We’re kicking off the New Year with a resolution to be more efficient searchers, and so we’ve asked the fantastic Sabine Schuller, Research Specialist at The Rotary Foundation, to help outline her best search strategies. Sabine reminds us that, even before we get down to the nitty gritty of the hunt for information online, there are things we can do to be efficient. In this month’s blog post, we asked Sabine to give us a sneak preview of one of the tips in her presentation, and here’s what she shared…
So you’re feeling very pleased with yourself. You worked late three days in a row and finally finished that comprehensive research report on the Michigan apple industry. You analyzed GIS maps until your eyes bled, reviewed every Department of Agriculture report on record, and even estimated future price trends. You proudly hand your ten pages of triple checked analysis to the gift officer who requested the information. Her eyes widen as she says, “Oh, wow – this is great stuff. But all I really wanted was to know how to stop apple slices from browning.” At this point you smile and say “No problem” as you run back to your desk. Otherwise you’re afraid you’ll start screaming. As you do your calming deep breathing exercises, you wonder how things could have gone so very, very wrong.
This is one extreme example of what project management circles call the “Goldilocks problem.” Providing too little information is disastrous to your job security, but on the other hand you don’t want your work labeled TLDR (Too Long Didn’t Read). But how to strike that “just right” balance? Unless your workplace perfected its mind reading techniques, your most effective tool is what’s called a “reference interview” or an “information needs assessment.” A reference interview is a researcher led structured discussion that helps decide precisely what information is needed. Open ended questions like “How could I make the information I find more useful for you?” and “If I can’t find exactly that, what would be second-best?” will help your co-workers strategize. The reference interview process will help them decide what they absolutely need to know to move the potential gift forward.

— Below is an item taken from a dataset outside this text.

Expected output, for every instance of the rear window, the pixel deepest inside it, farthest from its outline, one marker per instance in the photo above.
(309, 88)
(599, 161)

At this point, you may be wondering “That sounds like a great idea, but who has time?” Let me frame it this way: How much more time would you have to uncover new donors if you knew you only had to find a, b, and c? You wouldn’t be tracking down the entire alphabet! Think of reference interviews as the next level of cooperation between donor researchers and gift officers who both support your organization in their own unique ways.